1 min read
African Parks has been appointed to restore, develop and manage Mozambique’s Bazaruto Archipelago National Park, bringing to 13 the number of parks that come under the NGO’s management and the first marine reserve within the portfolio.
Spanning 143,000 hectares including a chain of five islands, the Bazaruto Archipelago National Park (BANP) was declared a protected area in 1971.
Three of the islands are permanently inhabited, while the park is a critical sanctuary for numerous species of marine megafauna including dolphins, sharks, whales, whale sharks, manta rays and turtles. Bazaruto also harbours the last viable population of dugongs in the Western Indian Ocean.

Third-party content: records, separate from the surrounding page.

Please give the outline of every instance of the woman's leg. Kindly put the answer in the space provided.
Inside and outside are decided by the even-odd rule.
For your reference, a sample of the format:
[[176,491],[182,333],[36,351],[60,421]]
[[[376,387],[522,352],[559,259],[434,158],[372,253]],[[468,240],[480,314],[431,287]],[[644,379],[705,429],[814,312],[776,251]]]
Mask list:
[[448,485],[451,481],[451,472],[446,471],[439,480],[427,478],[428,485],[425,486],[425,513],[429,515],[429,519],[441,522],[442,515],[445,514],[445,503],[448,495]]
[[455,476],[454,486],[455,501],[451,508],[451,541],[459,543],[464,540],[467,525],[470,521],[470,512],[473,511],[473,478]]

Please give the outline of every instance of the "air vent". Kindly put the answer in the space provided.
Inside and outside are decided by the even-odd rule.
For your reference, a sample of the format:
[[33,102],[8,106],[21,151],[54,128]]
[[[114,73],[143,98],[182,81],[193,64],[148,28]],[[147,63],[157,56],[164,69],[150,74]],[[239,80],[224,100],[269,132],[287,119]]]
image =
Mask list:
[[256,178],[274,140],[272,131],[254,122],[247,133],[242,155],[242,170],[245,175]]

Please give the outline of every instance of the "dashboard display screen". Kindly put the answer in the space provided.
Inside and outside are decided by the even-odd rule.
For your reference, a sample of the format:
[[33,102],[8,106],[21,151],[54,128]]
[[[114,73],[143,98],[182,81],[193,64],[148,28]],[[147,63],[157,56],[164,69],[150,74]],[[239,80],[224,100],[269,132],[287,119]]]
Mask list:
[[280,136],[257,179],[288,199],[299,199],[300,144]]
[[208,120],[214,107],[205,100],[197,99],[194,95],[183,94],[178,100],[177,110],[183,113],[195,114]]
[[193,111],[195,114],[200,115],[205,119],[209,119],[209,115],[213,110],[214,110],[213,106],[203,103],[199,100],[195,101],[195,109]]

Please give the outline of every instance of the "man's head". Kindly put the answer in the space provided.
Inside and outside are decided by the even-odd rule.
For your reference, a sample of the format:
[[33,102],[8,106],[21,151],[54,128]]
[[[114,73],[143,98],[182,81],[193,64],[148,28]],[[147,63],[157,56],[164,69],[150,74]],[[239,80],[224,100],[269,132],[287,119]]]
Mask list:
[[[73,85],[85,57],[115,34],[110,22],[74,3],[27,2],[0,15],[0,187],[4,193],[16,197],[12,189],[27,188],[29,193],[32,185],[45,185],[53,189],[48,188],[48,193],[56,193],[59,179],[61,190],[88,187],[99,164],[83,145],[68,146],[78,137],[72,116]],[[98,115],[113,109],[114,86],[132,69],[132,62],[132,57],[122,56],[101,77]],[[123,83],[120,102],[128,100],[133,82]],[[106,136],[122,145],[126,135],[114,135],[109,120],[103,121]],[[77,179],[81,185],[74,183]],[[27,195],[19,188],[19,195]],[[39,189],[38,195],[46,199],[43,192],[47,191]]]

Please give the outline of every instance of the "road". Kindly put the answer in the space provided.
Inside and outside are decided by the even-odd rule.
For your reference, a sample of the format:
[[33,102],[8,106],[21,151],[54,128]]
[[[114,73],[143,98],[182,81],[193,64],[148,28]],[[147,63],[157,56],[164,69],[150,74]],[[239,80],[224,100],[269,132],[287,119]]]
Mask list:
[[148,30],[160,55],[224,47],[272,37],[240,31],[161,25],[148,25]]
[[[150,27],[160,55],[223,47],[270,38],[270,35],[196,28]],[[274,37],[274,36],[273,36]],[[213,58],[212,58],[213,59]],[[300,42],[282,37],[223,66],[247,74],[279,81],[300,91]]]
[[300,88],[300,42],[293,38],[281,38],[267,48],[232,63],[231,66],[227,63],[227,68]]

The park includes a range of terrestrial and marine habitats including coastal dunes, rocky and sandy shores, coral reefs, mangrove forests and seagrass meadows. These habitats provide refuge for over 180 species of birds, 45 species of reptiles, 16 species of terrestrial mammals, 500 species of marine and coastal mollusks, and 2,000 fish species, making it an important conservation area and a coveted and exceptional tourism destination.
The area is under threat due to illegal and unsustainable fishing practices, unregulated natural resource use, and uncontrolled tourism activities.
The partnership with African Parks is aimed at delivering effective management that will lead to the protection of natural resources and help local communities to derive benefits through nature-based tourism.